You have been working as a coordinator in the project office now for one year. What do you look back on?
BR50 had already been set up when I started the job. The founding coordinators had done incredibly valuable work in the previous year. They attracted new members and made sure BR50 became a household name among policy makers but also just across Berlin. A colleague from the WZB Berlin Social Science Centre had already started establishing the office because he started a few months before me. Much has happened since then. We have connected our member institutes on a research level, both within and across disciplines. We created interest groups that focus on specific topics, including artificial intelligence, internationalisation, career planning, but also, most recently, supporting Ukrainian researchers in exile. We see society, the public, as a crucial factor for a functioning science landscape and are committed to increasing BR50’s visibility through active communication. For that, we use Twitter, events, and a podcast.

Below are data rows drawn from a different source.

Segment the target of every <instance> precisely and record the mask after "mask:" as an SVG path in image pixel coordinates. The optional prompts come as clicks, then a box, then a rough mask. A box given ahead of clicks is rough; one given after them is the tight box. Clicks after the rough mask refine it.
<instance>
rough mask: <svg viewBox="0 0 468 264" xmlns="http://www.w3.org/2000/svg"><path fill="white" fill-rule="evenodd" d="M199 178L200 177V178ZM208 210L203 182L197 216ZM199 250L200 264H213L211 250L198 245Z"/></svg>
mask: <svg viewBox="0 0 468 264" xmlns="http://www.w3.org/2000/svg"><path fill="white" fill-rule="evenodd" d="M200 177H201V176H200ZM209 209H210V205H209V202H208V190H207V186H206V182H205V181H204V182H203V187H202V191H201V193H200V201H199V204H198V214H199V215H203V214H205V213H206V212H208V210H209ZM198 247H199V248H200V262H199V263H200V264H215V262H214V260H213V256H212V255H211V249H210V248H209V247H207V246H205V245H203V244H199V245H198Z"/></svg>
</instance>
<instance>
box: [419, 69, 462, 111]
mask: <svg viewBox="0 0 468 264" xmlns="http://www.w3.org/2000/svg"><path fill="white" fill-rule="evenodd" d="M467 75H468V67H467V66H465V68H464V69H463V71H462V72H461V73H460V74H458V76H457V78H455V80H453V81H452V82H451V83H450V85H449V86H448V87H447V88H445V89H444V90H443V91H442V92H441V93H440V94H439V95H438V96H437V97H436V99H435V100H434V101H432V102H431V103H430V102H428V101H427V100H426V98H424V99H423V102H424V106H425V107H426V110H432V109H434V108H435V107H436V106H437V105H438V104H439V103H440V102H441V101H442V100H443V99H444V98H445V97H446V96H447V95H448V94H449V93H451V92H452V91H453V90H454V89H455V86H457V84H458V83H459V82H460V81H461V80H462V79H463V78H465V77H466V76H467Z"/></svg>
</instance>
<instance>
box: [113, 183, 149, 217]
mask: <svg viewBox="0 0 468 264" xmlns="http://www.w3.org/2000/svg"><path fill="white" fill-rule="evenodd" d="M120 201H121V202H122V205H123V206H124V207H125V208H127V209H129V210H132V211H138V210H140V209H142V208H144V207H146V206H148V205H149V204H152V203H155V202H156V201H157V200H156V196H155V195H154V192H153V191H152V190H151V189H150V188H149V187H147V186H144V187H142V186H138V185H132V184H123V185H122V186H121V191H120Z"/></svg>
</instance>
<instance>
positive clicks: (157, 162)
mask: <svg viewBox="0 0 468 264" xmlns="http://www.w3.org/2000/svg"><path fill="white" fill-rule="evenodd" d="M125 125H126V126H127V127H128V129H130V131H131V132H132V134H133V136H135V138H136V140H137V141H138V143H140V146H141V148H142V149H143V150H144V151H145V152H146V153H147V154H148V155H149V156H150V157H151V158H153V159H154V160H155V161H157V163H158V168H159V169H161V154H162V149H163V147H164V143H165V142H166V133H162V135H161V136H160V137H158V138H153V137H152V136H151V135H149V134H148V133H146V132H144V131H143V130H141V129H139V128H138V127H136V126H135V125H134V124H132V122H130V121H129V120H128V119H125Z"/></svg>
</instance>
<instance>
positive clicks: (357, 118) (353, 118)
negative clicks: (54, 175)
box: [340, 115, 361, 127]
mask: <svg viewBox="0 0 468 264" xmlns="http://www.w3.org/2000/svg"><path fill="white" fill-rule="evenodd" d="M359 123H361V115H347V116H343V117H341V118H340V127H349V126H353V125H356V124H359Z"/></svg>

Which current topics do you see as particularly urgent?
Founding a registered association is currently top of the list. We hope that we will have a legitimate legal form and a long-term perspective for our association come autumn.
BR50 has developed ten challenges for Berlin as a science and research location and compiled them into a policy paper in September 2021. One pressing issue here is the upcoming sales tax liability for research collaborations. For example, in the case of joint appointments, universities would have to charge sales tax to the non-university research institutes. We also want to involve ourselves in the preparation of the next round of the Excellence Initiative.
As a meteorology major, you have worked as a researcher at Alfred Wegener Institute, Helmholtz Centre for Polar and Marine Research (AWI), among others. What is your relationship with water?
The institute also conducts ocean research. As a meteorologist, my research focused more on atmospheric processes. This includes water, for example, in the form of clouds. I have been strongly influenced by my research trips to the Arctic Oceans and the sea ice – I really felt in my element there. In my personal life, too, I have had a strong connection to the water from an early age as I come from a rowing family. And I love ice cream!
What are your plans for the summer?
Unsurprisingly, I will go to Sweden for two weeks and take part in a rowing tour.